Starting off with Mr. M‘s best cut, “If Not I’ll Just Die,” the band ventured into ever-more lengthy and somber territory. By the time they followed “Gar” with “Mr. Met,” I started to fear this would be one of those meticulously navigated sets of only-new material, presented without comment, fans abandoned confused into the night. The mood in the room was getting restless, so much so that when they band got to “Buttons” about an hour in, a gale of group laughter broke out at Wagner’s wry lyrics “I used to know your girlfriend / Back when you used to have a girlfriend.” (Not even funny, really, but cathartic like laughing in church.) Finally cracking his generous, crooked smile, just before the gorgeous “Never My Love,” Wagner spoke, his Tennessee drawl as anticipated and satisfying as Garbo’s rich alto in Anna Christie.

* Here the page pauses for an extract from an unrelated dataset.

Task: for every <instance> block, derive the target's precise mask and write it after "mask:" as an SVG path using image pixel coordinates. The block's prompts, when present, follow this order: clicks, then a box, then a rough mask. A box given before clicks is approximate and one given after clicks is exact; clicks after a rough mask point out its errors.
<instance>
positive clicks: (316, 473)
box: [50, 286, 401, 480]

He thanked us for making it through “some difficult and unfamiliar material,” and we were so relieved that Kurt and the boys were really present after all, ready to stick around and cut loose, that we chuckled heartily as inimitable keyboardist Tony Crow rambled on about highways and Hendrix and the provenance of Siamese twins Chang and Eng. It was their first time ever in Pittsburgh, and the band seemed genuinely surprised by the good turnout, firing off the usual Pittsburgh sports jokes. Wagner seemed interested that most of the audience was drinking: “I’d have a drink, too, but I’d pee all over myself up here.”

The atmosphere in the room changed with this, and the show became not just about beautiful songs but about a lively communal experience which, like everything Lambchop does, was made all the sweeter by its initial perceived impossibility. The band launched into older material including “Caterpillar” and “My Blue Wave” from Is a Woman (2002) and after “Soaky in the Pooper” (one of Wagner’s darkest, strangest compositions from way back), they concluded the set proper, Wagner returning to the subject of his bladder: “I’m gonna go whiz, and then I’ll come back and play some more,” and thus he hustled his way straight through the crowd, human and mobile after all.

Wagner’s return signaled the band’s most relaxed incarnation yet, as they launched into “The Saturday Option” from What Another Man Spills (1998), then coyly answered an audience member’s shout for “Up with People”: “We don’t usually do this, but…” It was the only possible singalong song of the night, with peppy “do-do-dos” standing in for Nixon‘s (2000) brass.

The band achieved a masterful momentum in this encore set, allowing the surprisingly raucous closer of “Give It” merged with Taking Heads’ “Once in a Lifetime” to feel organic. Putting aside his guitar, Wagner rocked on his bench like a raving street corner preacher, gesticulating to match the raspy dynamics of his voice. On the second verse, he stood up, dorky in dad jeans and cow cap, and when Kurt Wagner stands up, when he finally starts to move, he looks like a man miraculously healed, jabbing his mic stand into the crowd and walking it around like a cane. “Same as it…ever…was.”

A Lambchop show is a curious thing—a journey, one could say, from alienation to religion. It all goes back to this sense that Wagner and his band are content to take their time, that, as I observed in my review of Mr. M, they don’t need people to like them right away. It comes off less like a strategy than their only possible way of being. But as always, those who stick with them are rewarded handsomely for their patience. In the spirit of the refrain heard on Mr. M’s lovely “Kind Of”: “It’s not how much you make / But what you earn.”